I know this looks a lot like the same shot I posted a couple weeks ago, but if you look closely, you will notice it’s changed in small ways. It has slowly been filled with sweet notions that represent myself, James, our hopes of who she will be + hopefully inspiration for whoever she will be.
This sweet ass nursery is a lot like me + the holes I’ve been filling over the past 6 years. From a snapshot, I bet I look the same, but I’ve slowly been filling the holes that loss has left behind, with love for myself, love for James, hopes of the mother I plan to be + inspiration for the mother I will be. It’s been a marathon, not a sprint, to this space that looks the same from the outside, but feels so very different on the inside.
I’m grateful I took the time to unpack the pieces of my grief. It has left space for so much love, this child + this sweet ass nursery.
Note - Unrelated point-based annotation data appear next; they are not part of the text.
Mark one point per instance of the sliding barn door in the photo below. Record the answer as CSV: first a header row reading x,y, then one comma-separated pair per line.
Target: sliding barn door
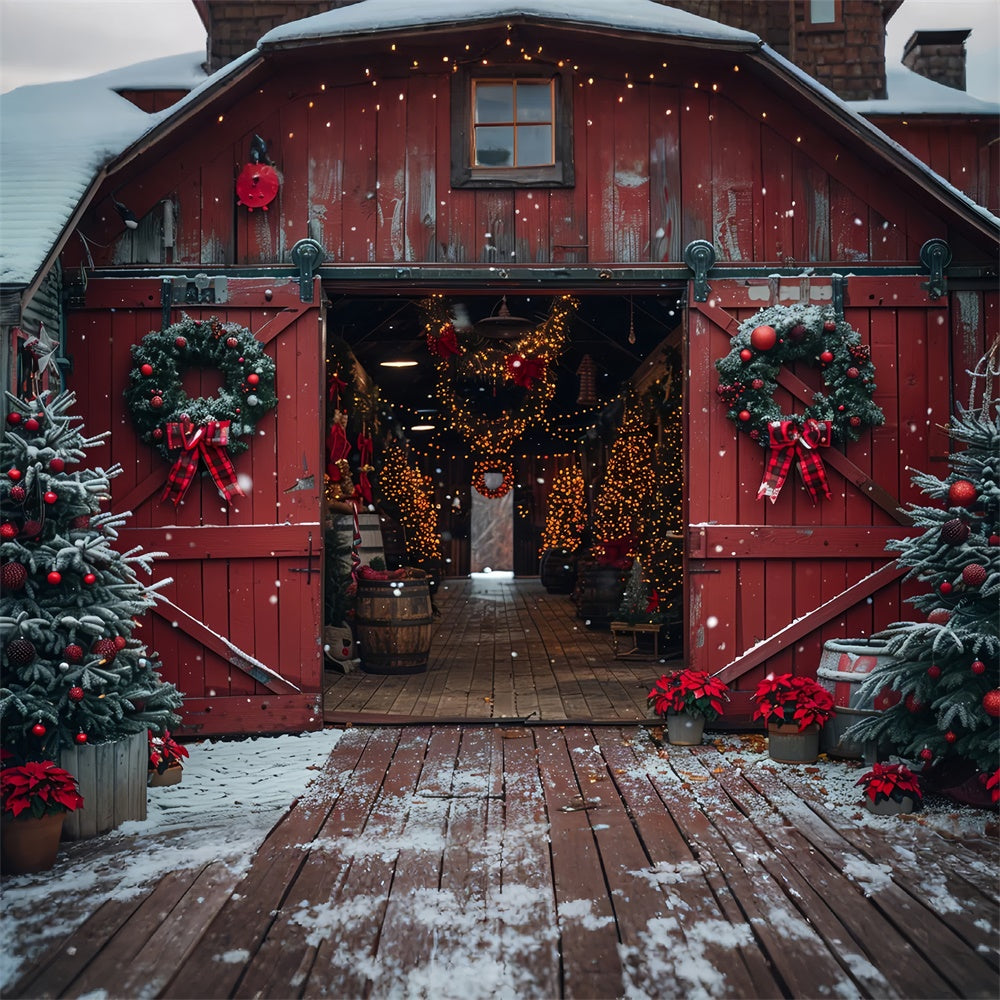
x,y
238,631
768,584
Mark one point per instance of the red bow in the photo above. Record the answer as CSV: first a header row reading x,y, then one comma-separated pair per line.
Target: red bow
x,y
789,443
444,343
524,371
208,442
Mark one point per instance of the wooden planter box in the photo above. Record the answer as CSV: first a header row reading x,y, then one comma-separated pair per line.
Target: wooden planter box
x,y
112,779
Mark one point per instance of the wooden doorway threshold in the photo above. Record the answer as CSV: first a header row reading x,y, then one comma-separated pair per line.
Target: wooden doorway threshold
x,y
504,651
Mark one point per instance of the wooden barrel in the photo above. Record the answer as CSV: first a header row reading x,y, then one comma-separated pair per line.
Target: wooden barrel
x,y
557,571
393,619
843,666
600,589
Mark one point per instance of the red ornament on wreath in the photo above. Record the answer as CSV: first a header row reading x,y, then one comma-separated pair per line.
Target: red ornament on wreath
x,y
991,703
962,493
763,338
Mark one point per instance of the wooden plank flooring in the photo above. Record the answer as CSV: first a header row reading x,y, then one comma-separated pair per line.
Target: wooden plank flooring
x,y
504,650
556,861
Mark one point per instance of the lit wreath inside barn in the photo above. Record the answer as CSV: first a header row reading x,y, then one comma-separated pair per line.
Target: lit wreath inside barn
x,y
187,429
842,412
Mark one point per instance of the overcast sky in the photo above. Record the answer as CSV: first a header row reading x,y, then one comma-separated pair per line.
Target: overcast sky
x,y
46,40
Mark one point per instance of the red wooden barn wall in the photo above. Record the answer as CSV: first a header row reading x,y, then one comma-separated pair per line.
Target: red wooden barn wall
x,y
241,635
769,583
703,151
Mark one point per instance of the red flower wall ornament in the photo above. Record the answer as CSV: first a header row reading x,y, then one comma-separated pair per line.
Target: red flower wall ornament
x,y
258,183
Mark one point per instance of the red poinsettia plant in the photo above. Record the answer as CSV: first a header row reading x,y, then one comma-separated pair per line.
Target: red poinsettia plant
x,y
693,691
37,788
890,781
164,751
787,698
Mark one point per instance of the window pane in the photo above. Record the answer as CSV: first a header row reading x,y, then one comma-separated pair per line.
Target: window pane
x,y
494,147
534,145
822,11
494,102
534,102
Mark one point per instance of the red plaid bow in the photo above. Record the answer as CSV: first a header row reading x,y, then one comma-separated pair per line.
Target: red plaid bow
x,y
788,442
208,442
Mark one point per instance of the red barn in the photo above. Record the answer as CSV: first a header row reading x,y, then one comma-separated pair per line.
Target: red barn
x,y
629,155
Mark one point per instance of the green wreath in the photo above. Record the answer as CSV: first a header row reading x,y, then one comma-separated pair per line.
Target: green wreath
x,y
783,334
155,395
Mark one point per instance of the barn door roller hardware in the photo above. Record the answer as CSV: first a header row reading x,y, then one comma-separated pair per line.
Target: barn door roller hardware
x,y
307,255
935,255
199,290
699,255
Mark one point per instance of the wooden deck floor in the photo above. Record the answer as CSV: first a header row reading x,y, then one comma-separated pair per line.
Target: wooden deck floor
x,y
555,861
503,649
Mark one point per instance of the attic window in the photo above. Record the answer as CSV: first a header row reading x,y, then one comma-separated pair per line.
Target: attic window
x,y
511,127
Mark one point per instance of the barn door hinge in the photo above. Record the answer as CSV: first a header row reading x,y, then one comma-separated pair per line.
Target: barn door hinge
x,y
699,255
307,255
935,255
199,290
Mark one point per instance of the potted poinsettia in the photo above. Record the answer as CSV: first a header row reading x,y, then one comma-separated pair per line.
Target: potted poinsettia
x,y
890,789
687,699
165,757
35,797
794,709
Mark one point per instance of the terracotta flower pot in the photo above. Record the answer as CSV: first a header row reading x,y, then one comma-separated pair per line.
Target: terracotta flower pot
x,y
684,729
28,844
787,744
171,776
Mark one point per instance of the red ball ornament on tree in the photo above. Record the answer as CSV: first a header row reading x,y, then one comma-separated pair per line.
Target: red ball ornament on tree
x,y
991,703
962,493
763,337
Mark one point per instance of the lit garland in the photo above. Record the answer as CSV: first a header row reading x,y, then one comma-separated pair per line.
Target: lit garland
x,y
494,437
566,512
411,491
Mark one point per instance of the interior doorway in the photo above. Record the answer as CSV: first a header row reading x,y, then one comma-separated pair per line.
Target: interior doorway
x,y
433,418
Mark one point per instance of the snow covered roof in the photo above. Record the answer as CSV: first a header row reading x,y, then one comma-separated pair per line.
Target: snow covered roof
x,y
911,94
380,16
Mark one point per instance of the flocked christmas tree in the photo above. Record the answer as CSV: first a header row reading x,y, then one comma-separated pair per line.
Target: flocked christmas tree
x,y
566,512
72,671
946,667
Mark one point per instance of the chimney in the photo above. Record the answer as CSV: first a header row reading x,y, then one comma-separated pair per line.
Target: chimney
x,y
938,55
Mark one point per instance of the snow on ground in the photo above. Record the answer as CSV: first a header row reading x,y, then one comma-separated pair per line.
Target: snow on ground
x,y
234,792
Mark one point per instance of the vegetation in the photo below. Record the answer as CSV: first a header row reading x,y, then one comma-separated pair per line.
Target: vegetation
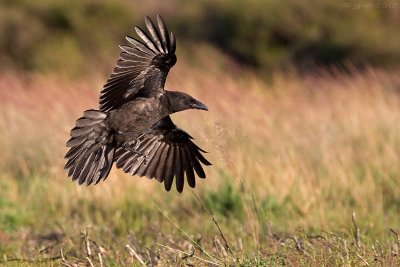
x,y
306,163
293,158
78,36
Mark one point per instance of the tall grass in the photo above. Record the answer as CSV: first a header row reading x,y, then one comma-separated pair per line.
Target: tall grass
x,y
292,152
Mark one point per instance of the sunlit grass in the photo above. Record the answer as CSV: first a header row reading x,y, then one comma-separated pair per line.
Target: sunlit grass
x,y
293,156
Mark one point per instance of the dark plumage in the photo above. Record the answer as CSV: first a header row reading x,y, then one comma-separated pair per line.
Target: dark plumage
x,y
133,127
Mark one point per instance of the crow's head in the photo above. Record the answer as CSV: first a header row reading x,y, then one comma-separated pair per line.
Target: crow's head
x,y
178,101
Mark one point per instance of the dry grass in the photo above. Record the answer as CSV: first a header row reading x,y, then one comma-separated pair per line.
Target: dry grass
x,y
293,157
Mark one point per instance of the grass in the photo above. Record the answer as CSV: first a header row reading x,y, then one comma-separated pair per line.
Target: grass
x,y
294,156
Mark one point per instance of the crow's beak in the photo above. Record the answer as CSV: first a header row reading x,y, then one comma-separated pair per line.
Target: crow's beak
x,y
198,105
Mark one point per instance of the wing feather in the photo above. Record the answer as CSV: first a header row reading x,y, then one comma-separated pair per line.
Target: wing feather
x,y
163,153
142,67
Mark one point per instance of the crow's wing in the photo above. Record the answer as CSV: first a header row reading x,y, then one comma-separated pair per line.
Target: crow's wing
x,y
163,153
142,67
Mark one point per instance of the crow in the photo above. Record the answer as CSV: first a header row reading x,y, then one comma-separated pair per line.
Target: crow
x,y
132,126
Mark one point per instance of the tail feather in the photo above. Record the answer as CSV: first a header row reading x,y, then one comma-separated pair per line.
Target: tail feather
x,y
91,153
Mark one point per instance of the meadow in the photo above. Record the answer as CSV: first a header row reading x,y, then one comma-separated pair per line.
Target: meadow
x,y
305,172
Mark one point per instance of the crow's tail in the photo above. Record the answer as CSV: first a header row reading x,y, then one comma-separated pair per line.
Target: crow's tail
x,y
91,153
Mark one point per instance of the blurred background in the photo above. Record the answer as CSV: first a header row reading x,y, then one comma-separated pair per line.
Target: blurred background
x,y
303,130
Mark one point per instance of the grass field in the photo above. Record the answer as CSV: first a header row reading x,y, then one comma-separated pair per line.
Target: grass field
x,y
305,172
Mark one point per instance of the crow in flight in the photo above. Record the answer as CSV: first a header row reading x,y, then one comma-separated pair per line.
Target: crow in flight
x,y
133,127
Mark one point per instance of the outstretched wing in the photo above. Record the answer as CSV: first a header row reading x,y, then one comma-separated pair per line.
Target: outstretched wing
x,y
142,67
163,153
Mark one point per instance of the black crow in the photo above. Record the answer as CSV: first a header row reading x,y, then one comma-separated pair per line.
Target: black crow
x,y
133,127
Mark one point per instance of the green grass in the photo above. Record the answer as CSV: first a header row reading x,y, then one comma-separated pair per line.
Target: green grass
x,y
293,158
75,37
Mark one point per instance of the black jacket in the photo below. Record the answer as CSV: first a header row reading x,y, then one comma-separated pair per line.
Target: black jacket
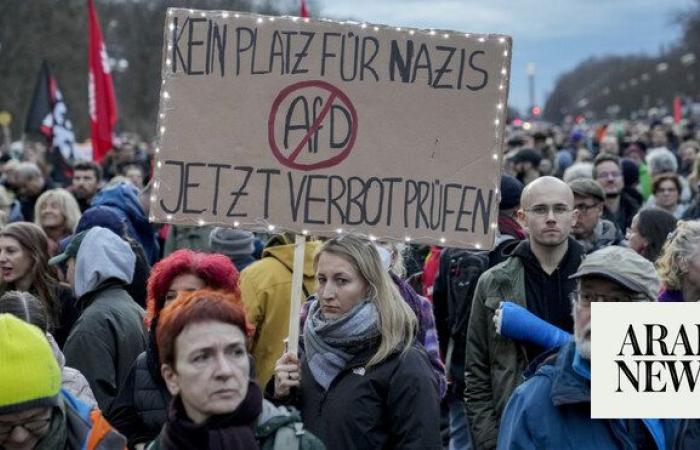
x,y
140,409
394,405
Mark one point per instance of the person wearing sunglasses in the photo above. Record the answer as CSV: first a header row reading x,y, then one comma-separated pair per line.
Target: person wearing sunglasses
x,y
620,207
536,277
591,230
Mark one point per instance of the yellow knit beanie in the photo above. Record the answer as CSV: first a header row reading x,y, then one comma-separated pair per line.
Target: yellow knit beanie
x,y
29,374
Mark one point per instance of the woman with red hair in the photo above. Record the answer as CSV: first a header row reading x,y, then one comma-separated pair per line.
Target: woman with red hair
x,y
140,409
203,339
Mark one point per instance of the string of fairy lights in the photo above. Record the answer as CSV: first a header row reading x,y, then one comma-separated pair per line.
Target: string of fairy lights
x,y
260,224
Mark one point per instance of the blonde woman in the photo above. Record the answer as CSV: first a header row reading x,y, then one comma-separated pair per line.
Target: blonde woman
x,y
679,264
360,381
57,213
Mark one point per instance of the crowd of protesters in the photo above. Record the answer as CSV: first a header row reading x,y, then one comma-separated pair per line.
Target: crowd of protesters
x,y
116,332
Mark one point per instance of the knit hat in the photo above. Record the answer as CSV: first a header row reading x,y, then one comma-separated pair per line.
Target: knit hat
x,y
29,374
586,187
622,266
71,250
511,190
231,242
102,216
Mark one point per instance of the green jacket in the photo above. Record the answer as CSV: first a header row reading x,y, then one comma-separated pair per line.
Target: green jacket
x,y
494,364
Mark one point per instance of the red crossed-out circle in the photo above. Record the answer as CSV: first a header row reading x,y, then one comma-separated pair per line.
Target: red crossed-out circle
x,y
335,94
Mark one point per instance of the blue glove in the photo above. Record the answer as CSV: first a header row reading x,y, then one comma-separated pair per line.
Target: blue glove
x,y
520,324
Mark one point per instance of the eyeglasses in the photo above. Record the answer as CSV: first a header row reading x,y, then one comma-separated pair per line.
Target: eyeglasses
x,y
33,426
662,190
608,175
584,208
543,210
586,298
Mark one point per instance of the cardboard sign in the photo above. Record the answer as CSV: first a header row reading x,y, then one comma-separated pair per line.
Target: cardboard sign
x,y
317,126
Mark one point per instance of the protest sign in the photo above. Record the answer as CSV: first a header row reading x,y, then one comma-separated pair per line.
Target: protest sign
x,y
319,126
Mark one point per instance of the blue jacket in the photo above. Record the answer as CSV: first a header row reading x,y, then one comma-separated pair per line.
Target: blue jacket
x,y
552,410
125,199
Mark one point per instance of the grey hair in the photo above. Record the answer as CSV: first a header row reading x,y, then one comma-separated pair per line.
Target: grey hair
x,y
661,160
27,171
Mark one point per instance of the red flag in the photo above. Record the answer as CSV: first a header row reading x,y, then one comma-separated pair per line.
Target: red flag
x,y
103,106
303,11
677,110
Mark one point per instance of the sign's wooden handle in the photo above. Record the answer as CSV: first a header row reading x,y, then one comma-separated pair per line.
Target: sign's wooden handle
x,y
296,294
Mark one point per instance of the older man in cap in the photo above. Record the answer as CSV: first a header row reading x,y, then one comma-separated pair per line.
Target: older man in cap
x,y
591,230
551,410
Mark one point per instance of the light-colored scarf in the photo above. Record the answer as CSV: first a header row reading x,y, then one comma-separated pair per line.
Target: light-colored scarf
x,y
331,343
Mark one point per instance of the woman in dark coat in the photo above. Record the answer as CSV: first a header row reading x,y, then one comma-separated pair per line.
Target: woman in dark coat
x,y
24,265
361,381
139,411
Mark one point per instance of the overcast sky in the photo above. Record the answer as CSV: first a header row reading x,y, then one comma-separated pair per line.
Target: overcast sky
x,y
556,35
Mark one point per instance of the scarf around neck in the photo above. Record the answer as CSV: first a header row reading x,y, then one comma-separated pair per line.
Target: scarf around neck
x,y
330,344
231,431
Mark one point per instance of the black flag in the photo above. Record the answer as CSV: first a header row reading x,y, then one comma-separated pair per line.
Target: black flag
x,y
48,117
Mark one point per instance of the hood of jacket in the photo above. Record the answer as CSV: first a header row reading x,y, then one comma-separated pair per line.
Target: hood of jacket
x,y
285,255
125,198
57,353
102,256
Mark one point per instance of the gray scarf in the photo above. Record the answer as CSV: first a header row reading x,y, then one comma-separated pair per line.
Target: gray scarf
x,y
331,343
57,435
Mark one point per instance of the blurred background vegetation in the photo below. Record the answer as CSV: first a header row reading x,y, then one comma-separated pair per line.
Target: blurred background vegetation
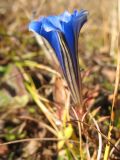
x,y
30,85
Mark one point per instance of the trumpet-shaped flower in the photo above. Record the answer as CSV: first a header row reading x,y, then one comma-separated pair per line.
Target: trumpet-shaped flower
x,y
62,33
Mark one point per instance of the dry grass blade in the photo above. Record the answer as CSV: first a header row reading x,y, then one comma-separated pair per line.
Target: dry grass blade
x,y
105,137
117,80
99,137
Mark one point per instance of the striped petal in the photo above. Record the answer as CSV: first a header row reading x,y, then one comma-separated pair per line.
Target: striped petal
x,y
62,33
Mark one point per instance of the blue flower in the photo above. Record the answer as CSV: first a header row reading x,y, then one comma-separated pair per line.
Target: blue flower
x,y
62,33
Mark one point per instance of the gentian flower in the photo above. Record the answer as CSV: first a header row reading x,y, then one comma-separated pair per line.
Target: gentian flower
x,y
62,33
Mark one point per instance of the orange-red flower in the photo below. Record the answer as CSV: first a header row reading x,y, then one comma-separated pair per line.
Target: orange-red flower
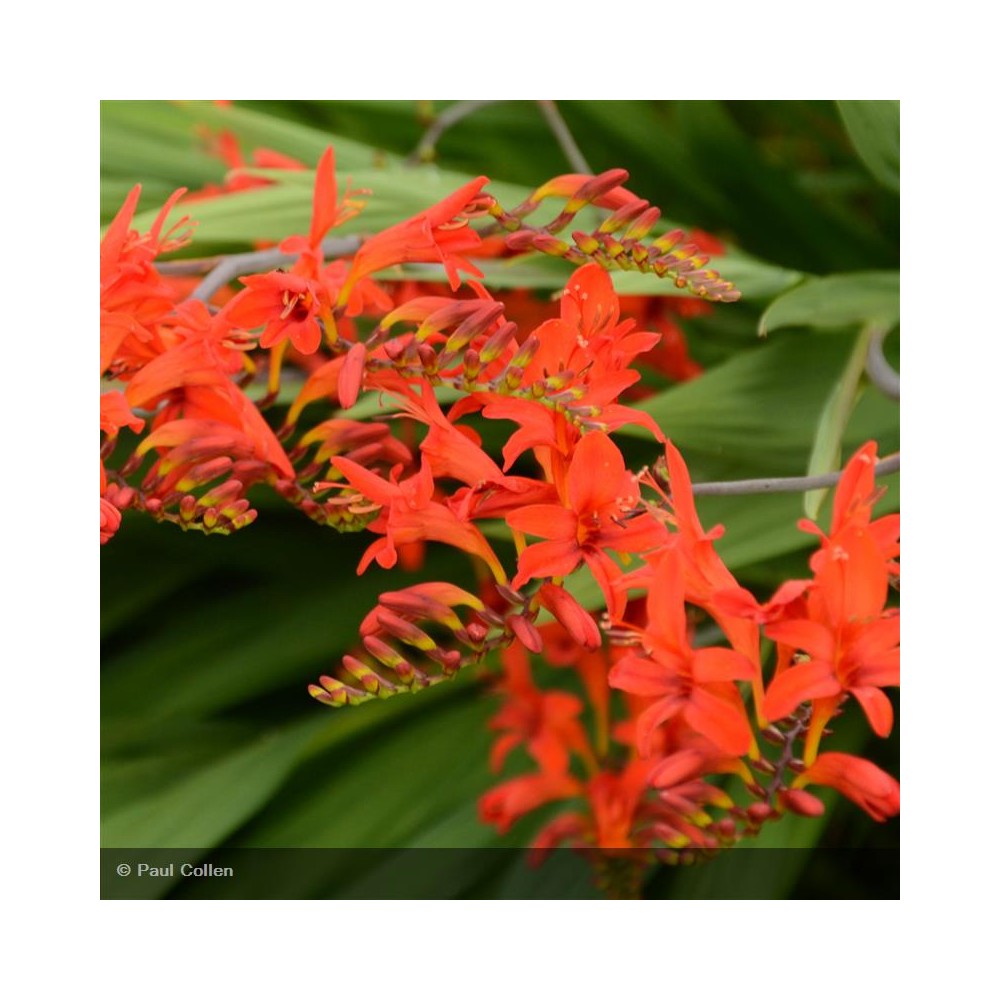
x,y
860,780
And even though we may look the same on the outside, we will never be the same on the inside. I don’t think we ever fully heal from the loss of babies + the dreams that come with them; but I do think that time allows us to fill with love + learn how to carry the load lighter.
No matter what the other side of your journey looks like, may your holes be filling with love, may your days be brighter + may you feel different on the inside.
5 thoughts on “39 Weeks”
I love your journey and your spirit
You inspire me to embrace the journey of grief and loss; to take the good and the bad and really take the time to experience it. Because out of it stems healing, and truly living the new life I have as a woman with an angel baby.
For women who have experienced loss of a child or any loss, in its various forms; you bring light, you bring hope, you bring this push to look on towards the then that is to come with your journey and the words that tell it. However, the push is joined with the encouragement to reflect on everything that took place to get you to where you are now. I could go on and on but in short, thank you.
Kenya …. Dear Kenya,
Thank You…..i’m grateful to know you in this space that you allow us to know you. You make me thankful to have the opportunity to try again!
I have truly enjoyed your journey over these last 39 weeks. I myself lost two babies, the memories of the lost bring pain, fear, darkness, and sometimes anger. With watching your journey it has helped me to speak on my grief, not feel ashamed and to endure the loss of what could’ve been…. Thanks for sharing with us!!